The Whispering Gallery

A chapter in Jules Verne's A Journey to the Center of the Earth

The Ruhmkorf coil snuffed out, its last light gone,
weak current past rekindling thirty leagues
from day or night, alone, I called her name,
last bright place in a darkness too complete--
mother I'd hardly known. Hopeless, I called,
face bleeding, bruised hands following the wall
along the labyrinth, desperate to find
some way out, safe return from this dead end
back to my uncle Hardwigg, scientist
who'd raised me--pliant, fatherless--to join
his quest to find the center of the Earth,
descent through darkness, where my life would end
transformed by time, pure fossil anthracite
future geologists would stumble on.
And then, abruptly, thunder from the depths--
sound carried by dense air, acoustic trick
in total blackness, rippling, echoing--
What was it? Gas exploding in some cavern,
rockslide, or stalactite breaking off?
I listened, heard what couldn't have been voices,
whisperings: the Danish word forlorad--
Hans, our guide--and then, my uncle's rousing
"Harry, is that you?" I stood stock still,
the voice familiar even as it echoed,
bounced, and broke apart.

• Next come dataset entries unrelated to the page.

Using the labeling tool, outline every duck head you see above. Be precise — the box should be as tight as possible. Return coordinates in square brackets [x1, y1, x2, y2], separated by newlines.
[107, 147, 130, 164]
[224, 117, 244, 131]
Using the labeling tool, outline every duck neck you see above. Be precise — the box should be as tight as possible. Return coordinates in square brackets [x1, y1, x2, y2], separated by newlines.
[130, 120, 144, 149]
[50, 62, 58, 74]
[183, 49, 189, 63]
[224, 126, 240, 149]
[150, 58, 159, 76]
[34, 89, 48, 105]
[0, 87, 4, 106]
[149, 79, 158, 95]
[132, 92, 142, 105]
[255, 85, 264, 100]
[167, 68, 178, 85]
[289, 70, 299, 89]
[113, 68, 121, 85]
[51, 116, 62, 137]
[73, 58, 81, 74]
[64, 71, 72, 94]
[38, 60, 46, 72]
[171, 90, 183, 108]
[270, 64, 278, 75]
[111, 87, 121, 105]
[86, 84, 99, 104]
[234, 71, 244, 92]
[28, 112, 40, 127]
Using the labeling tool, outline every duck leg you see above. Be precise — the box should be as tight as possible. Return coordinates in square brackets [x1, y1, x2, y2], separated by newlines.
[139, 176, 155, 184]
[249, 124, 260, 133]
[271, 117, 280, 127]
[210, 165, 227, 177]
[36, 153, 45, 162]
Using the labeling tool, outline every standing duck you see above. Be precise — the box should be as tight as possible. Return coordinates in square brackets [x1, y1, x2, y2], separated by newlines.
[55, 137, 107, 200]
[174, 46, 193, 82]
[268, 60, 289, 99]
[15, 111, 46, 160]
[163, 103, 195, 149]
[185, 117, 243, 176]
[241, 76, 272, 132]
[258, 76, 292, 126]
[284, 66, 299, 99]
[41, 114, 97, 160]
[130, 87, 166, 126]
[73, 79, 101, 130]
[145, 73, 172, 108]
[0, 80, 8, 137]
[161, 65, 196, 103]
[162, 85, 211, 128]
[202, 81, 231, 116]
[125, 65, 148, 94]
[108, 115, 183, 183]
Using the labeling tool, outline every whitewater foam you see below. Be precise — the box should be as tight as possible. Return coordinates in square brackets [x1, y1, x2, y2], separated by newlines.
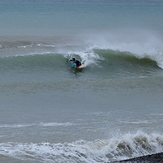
[0, 131, 163, 163]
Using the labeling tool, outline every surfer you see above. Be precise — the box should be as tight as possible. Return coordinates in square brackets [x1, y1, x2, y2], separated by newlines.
[70, 58, 82, 68]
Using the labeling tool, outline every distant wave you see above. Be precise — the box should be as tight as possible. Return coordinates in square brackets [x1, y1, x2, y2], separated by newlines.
[0, 122, 75, 128]
[0, 132, 163, 163]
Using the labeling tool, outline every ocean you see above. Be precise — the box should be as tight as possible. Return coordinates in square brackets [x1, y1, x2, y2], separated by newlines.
[0, 0, 163, 163]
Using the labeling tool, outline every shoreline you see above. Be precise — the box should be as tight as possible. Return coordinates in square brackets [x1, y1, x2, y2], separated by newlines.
[111, 152, 163, 163]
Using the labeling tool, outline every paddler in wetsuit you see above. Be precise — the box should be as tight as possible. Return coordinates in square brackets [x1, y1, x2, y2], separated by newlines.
[70, 58, 82, 68]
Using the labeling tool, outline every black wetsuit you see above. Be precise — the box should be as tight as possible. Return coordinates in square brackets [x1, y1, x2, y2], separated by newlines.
[73, 60, 81, 67]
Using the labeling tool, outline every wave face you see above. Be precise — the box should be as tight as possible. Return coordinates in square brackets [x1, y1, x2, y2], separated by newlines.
[0, 0, 163, 163]
[0, 31, 163, 80]
[0, 132, 163, 163]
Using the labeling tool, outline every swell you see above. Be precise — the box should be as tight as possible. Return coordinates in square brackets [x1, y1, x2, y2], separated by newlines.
[0, 49, 159, 70]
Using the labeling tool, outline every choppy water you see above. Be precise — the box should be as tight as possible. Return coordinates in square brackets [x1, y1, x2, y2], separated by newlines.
[0, 0, 163, 163]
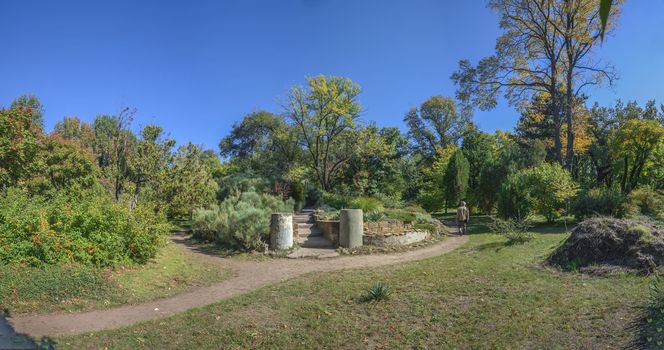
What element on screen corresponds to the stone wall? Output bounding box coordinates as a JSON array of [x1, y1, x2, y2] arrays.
[[364, 220, 413, 235], [362, 231, 430, 245], [314, 215, 431, 245], [315, 216, 340, 243]]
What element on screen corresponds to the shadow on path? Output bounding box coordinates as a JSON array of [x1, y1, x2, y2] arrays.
[[0, 313, 55, 350]]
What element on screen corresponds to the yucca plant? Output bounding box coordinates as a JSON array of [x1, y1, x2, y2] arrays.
[[364, 282, 392, 303]]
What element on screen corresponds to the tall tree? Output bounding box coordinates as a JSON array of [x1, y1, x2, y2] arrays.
[[10, 95, 44, 130], [285, 75, 361, 191], [127, 125, 175, 207], [452, 0, 564, 163], [443, 149, 470, 208], [404, 96, 468, 159], [167, 143, 218, 218], [553, 0, 622, 170], [0, 107, 41, 190]]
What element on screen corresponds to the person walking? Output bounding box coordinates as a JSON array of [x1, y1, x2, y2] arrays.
[[457, 201, 470, 235]]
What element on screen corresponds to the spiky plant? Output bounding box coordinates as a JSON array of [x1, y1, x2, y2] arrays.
[[364, 282, 392, 303]]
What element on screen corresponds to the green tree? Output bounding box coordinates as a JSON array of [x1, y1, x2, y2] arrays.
[[443, 149, 470, 208], [127, 125, 175, 208], [219, 111, 302, 180], [611, 119, 664, 193], [167, 143, 218, 217], [286, 75, 361, 192], [0, 107, 41, 190], [9, 95, 44, 130], [404, 96, 468, 160]]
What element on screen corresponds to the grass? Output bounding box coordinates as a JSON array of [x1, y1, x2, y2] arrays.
[[0, 243, 232, 315], [57, 220, 649, 349]]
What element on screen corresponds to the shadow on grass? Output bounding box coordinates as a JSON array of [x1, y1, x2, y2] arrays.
[[0, 312, 56, 350], [626, 277, 664, 349], [171, 232, 246, 258]]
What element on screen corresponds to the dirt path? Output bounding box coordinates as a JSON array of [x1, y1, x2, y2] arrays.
[[10, 236, 468, 337]]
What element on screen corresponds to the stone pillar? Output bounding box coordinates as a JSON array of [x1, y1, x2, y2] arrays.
[[270, 213, 293, 250], [339, 209, 364, 248]]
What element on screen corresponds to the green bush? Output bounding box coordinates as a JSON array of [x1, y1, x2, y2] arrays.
[[291, 182, 306, 211], [490, 218, 534, 245], [192, 192, 294, 250], [497, 163, 577, 222], [0, 189, 168, 266], [364, 211, 386, 222], [625, 186, 664, 217], [574, 188, 625, 219]]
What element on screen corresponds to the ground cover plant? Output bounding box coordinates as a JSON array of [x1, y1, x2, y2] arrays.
[[57, 221, 649, 349], [0, 243, 232, 315], [549, 217, 664, 274]]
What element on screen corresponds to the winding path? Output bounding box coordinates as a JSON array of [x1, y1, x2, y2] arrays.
[[10, 236, 468, 337]]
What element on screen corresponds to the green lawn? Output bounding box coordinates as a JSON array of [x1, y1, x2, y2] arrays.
[[57, 220, 650, 349], [0, 243, 232, 315]]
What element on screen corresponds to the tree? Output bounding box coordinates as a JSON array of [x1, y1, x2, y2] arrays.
[[498, 162, 577, 222], [461, 127, 496, 213], [166, 143, 218, 218], [30, 134, 99, 193], [0, 106, 41, 190], [452, 0, 619, 169], [443, 149, 470, 208], [92, 108, 136, 201], [53, 117, 94, 149], [127, 125, 175, 208], [525, 163, 578, 223], [554, 0, 622, 169], [452, 0, 564, 163], [611, 119, 664, 193], [285, 75, 361, 192], [9, 95, 44, 130], [404, 96, 468, 159], [219, 111, 301, 180]]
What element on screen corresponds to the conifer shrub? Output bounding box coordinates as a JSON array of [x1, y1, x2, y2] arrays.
[[192, 192, 294, 250]]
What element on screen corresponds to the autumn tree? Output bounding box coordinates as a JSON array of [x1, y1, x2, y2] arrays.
[[164, 143, 218, 218], [9, 95, 44, 130], [452, 0, 620, 169], [0, 107, 41, 190], [442, 149, 470, 208], [612, 119, 664, 193], [285, 75, 361, 191], [404, 96, 469, 159]]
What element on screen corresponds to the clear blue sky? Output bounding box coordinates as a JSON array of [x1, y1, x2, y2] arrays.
[[0, 0, 664, 150]]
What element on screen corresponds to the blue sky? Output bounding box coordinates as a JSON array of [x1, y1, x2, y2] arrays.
[[0, 0, 664, 150]]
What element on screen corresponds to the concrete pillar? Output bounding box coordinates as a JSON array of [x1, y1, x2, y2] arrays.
[[270, 213, 293, 250], [339, 209, 364, 248]]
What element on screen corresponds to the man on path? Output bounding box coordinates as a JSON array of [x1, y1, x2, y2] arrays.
[[457, 201, 470, 235]]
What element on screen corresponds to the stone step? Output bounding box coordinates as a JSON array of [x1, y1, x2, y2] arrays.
[[293, 216, 314, 224], [297, 227, 323, 237], [298, 236, 334, 248]]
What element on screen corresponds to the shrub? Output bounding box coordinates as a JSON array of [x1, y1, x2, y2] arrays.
[[491, 219, 534, 245], [574, 188, 625, 219], [364, 211, 386, 222], [348, 197, 384, 212], [291, 182, 306, 211], [498, 163, 577, 222], [192, 192, 294, 250], [625, 186, 664, 217], [0, 189, 168, 266], [362, 282, 392, 303]]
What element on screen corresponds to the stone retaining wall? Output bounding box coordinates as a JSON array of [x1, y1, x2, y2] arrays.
[[315, 216, 340, 244], [314, 215, 431, 245]]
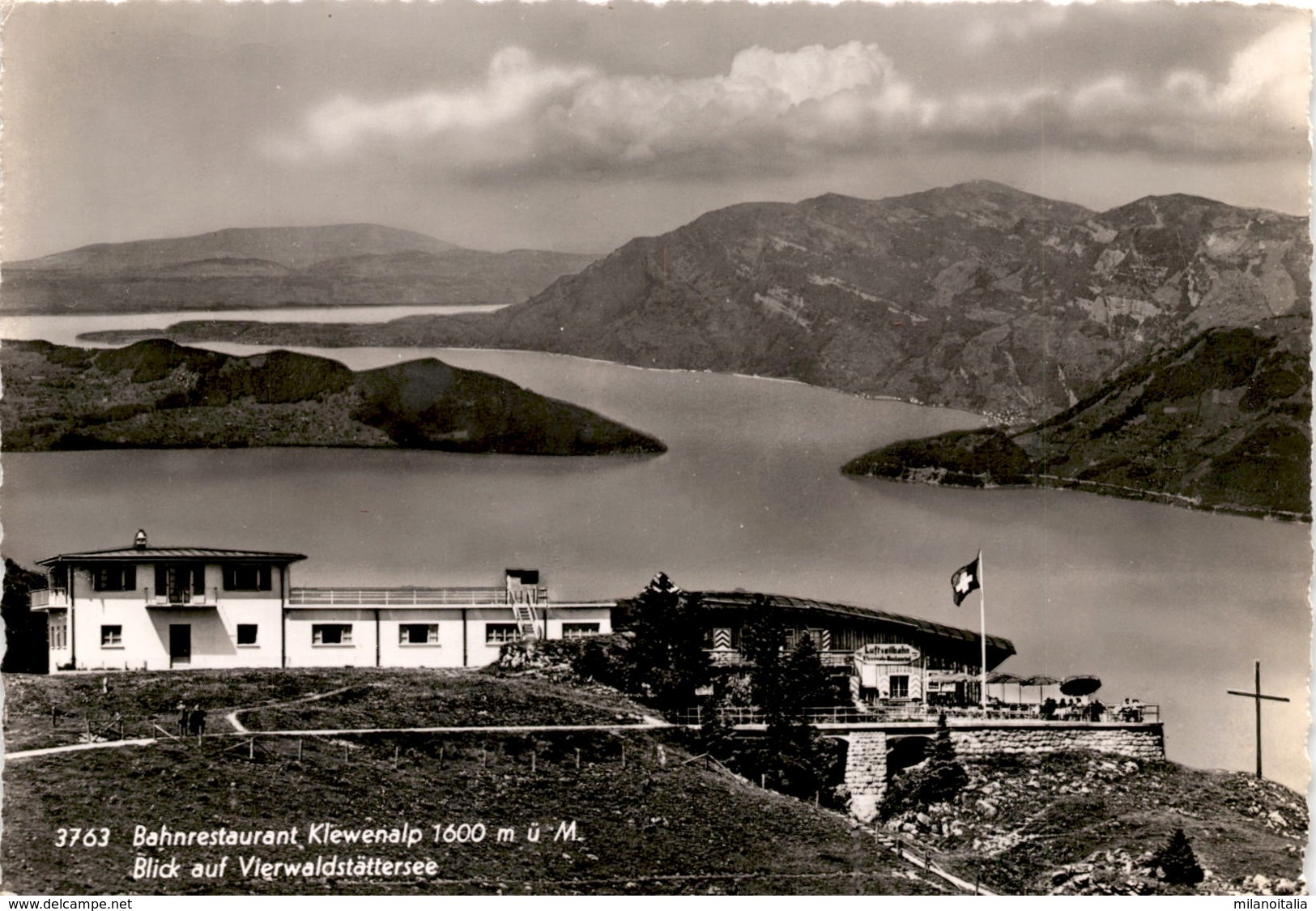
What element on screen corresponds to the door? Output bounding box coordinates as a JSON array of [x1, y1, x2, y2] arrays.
[[168, 623, 192, 667]]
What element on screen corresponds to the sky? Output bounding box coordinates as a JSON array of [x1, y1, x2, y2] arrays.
[[0, 0, 1311, 261]]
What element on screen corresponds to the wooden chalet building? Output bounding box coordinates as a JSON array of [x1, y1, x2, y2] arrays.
[[692, 591, 1015, 705]]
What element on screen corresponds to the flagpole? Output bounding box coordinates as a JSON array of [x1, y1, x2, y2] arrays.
[[977, 551, 987, 717]]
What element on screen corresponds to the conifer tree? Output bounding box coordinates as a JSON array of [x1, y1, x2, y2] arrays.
[[1152, 828, 1206, 886], [629, 573, 711, 709]]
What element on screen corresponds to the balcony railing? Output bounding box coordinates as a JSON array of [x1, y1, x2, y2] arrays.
[[28, 589, 69, 607], [288, 589, 549, 607], [704, 649, 854, 667]]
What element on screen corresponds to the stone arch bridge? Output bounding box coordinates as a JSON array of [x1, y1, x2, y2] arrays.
[[735, 716, 1165, 821]]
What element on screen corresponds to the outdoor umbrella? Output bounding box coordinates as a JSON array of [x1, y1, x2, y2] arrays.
[[987, 670, 1024, 702], [1023, 674, 1059, 702], [1061, 674, 1101, 696]]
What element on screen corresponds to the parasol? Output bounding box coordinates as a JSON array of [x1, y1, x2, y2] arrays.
[[987, 670, 1024, 702], [1061, 674, 1101, 696], [1021, 674, 1059, 702]]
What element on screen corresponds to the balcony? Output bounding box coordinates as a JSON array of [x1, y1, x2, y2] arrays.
[[288, 587, 549, 607], [28, 589, 69, 611], [704, 649, 854, 667]]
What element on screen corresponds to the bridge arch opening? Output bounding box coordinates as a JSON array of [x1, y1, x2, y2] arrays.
[[887, 734, 932, 779]]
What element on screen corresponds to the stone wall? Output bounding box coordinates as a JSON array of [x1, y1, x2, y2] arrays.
[[845, 730, 887, 823], [845, 722, 1165, 823], [950, 723, 1165, 760]]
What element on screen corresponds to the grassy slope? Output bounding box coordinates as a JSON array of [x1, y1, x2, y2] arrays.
[[4, 667, 642, 751], [0, 671, 939, 894], [0, 339, 663, 456]]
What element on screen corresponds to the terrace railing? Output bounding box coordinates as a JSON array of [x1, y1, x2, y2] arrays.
[[672, 702, 1161, 724], [704, 649, 854, 667], [28, 589, 69, 607], [288, 587, 549, 607]]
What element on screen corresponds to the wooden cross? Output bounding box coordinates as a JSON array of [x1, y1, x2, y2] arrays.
[[1225, 661, 1288, 778]]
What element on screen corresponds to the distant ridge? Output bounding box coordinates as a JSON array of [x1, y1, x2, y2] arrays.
[[4, 223, 594, 313], [110, 181, 1312, 423], [6, 223, 457, 271]]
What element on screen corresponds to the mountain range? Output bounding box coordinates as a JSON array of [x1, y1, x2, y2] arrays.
[[842, 316, 1312, 521], [87, 181, 1311, 424], [2, 223, 595, 313]]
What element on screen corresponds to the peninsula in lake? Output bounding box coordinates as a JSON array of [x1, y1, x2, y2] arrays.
[[0, 339, 665, 456], [79, 186, 1311, 424], [842, 315, 1312, 521]]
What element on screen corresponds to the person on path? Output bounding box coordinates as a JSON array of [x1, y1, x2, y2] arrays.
[[188, 705, 206, 737]]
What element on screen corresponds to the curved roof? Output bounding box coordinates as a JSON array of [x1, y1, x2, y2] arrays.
[[37, 547, 307, 566], [691, 591, 1015, 667]]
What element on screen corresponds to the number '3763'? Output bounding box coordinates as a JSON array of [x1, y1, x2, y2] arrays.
[[55, 827, 109, 848]]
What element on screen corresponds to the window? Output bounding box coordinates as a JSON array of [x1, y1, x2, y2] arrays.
[[484, 623, 522, 645], [562, 623, 598, 638], [91, 564, 137, 591], [224, 564, 274, 591], [311, 623, 351, 645], [155, 564, 206, 604], [398, 623, 438, 645], [891, 674, 909, 699]]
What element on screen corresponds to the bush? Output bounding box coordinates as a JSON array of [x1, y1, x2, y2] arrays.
[[879, 715, 969, 819]]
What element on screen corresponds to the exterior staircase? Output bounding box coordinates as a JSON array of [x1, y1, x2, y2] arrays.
[[512, 599, 539, 638]]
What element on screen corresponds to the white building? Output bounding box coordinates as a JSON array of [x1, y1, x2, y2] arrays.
[[32, 532, 616, 671]]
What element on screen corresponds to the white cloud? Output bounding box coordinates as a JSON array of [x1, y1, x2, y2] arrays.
[[266, 28, 1310, 179]]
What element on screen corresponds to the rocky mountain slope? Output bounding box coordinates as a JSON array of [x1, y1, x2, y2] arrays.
[[842, 316, 1312, 519], [887, 753, 1308, 895], [2, 225, 595, 313], [0, 339, 663, 456], [90, 181, 1311, 421]]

Yes, I was saved,
the thunder--gunshots fired against all hope--
my uncle's final warning to the caves
to give up one who still belonged to him.
I waited out the forty seconds' pause
between my calls for help and each reply....
Come closer, Uncle: entering the crater,
I was yours already, young life spared,
untethered, with no purpose but the one
you gave it. Once more, tell me what to do,
as all my life you've done, and will again,
now that you've found me, close or far away,
your voice split into echoes down these halls
that blast our words into cacophony--
Don't dare fall silent. Lead me home again.